Issati su una soapbox, una cassetta di legno simile a quelle originariamente usate per le spedizioni di sapone, a Speakers’Corner hanno parlato fra gli altri Churchill, Marx, Lenin, George Bernard Shaw e George Orwell, l’autore di1984, che lo definiva «una piccola meraviglia del mondo» e disse di avervi sentito discorsi di «nazionalisti indù, comunisti, integralisti cattolici, vegetariani, mormoni, portavoce dell’Esercito della Salvezza e un bel po’ di lunatici». Un certo lord Soper, sacerdote metodista, anarchico e pacifista, si vantava di averci fatto discorsi ininterrottamente dal 1926 al 1998. Recentemente è perfino uscito un libro, A Summer in the Park: a Journal of Speaker’s Corner, del giornalista Tony Allen, che raccoglie gli interventi più caratteristici. Anche in passato, per la verità, ci sono state sporadiche violenze: per sciogliere i meeting delle prime suffragette nel 1906, le dimostrazioni delle camicie nere del fascista britannico Oswald Mosley (padre di Max, ex presidente Formula Uno) nel 1934, incidenti durante la grande manifestazione contro la guerra in Iraq nel 2003.

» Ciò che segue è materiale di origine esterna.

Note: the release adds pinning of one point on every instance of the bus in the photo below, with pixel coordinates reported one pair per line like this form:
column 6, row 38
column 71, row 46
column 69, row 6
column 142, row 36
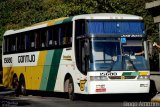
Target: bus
column 85, row 54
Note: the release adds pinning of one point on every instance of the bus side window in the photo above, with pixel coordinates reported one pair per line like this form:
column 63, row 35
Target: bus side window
column 5, row 45
column 43, row 38
column 49, row 37
column 80, row 27
column 37, row 39
column 13, row 43
column 27, row 39
column 32, row 40
column 55, row 34
column 68, row 33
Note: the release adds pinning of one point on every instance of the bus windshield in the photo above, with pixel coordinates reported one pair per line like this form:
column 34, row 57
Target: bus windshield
column 112, row 55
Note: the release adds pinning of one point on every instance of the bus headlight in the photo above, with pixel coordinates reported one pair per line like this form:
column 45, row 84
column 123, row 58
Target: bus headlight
column 143, row 77
column 98, row 78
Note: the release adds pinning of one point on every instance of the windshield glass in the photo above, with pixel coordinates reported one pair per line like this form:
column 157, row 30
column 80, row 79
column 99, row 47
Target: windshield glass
column 104, row 54
column 112, row 55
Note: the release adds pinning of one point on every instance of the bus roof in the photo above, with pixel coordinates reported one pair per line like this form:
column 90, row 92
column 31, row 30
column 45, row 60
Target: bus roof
column 109, row 16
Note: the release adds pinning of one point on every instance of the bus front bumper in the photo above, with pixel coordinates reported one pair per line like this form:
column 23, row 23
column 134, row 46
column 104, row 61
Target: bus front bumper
column 116, row 87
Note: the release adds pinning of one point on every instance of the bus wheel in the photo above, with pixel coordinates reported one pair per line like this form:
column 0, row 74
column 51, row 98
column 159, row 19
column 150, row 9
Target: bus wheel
column 22, row 86
column 66, row 84
column 15, row 85
column 71, row 93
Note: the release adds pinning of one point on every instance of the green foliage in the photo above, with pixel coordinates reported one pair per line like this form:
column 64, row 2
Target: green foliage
column 15, row 14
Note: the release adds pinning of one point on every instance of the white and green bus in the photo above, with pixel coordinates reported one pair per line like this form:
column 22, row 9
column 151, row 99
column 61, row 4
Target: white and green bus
column 83, row 54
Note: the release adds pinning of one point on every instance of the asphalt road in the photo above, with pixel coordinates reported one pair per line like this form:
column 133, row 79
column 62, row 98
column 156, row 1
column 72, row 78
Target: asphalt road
column 60, row 100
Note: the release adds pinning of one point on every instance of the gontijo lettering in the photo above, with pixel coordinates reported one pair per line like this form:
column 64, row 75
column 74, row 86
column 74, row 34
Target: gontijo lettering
column 8, row 60
column 108, row 74
column 26, row 58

La novità è che ora alcuni movimenti estremisti hanno iniziato a strumentalizzare Speakers’ Corner come tam-tam mediatico: pronunciato qui e poi messo online, un discorso ha più valore che se fatto altrove. Per fondamentalisti islamici e suprematisti bianchi, l’Angolo degli Oratori è diventato l’equivalente di una piazza digitale da conquistare. In un certo senso, la polemica lo ha modernizzato, portandolo nel XXI secolo. Ma ne dimostra anche i limiti, nell’era in cui i social sono l’altoparlante del mondo per comizi su qualsiasi tema, pubblico e privato, serio, futile o ignobile. Non per nulla nel suo ultimo libro,Free speech, il politologo Timothy Garton Ash definisce Internet come «la più grande fogna del pianeta» con cui la libertà di parola deve fare i conti. IlTimes ha già dato l’allarme sul fenomeno. Finora Scotland Yard minimizza, affermando che non saranno tollerati soprusi e installando una discreta vigilanza. Fortunatamente ci sono giornate normali, in cui questo spicchio di Hyde Park riacquista il ruolo che ne ha fatto un simbolo di democrazia, un’istituzione e pure un’attrazione turistica. «Un luogo», come dice Paul Hunt, uno dei suoi habitué, «pieno di gente che parla senza avere niente da dire a gente che non ha nessuna intenzione di ascoltare». Ma anche questa è libertà d’espressione.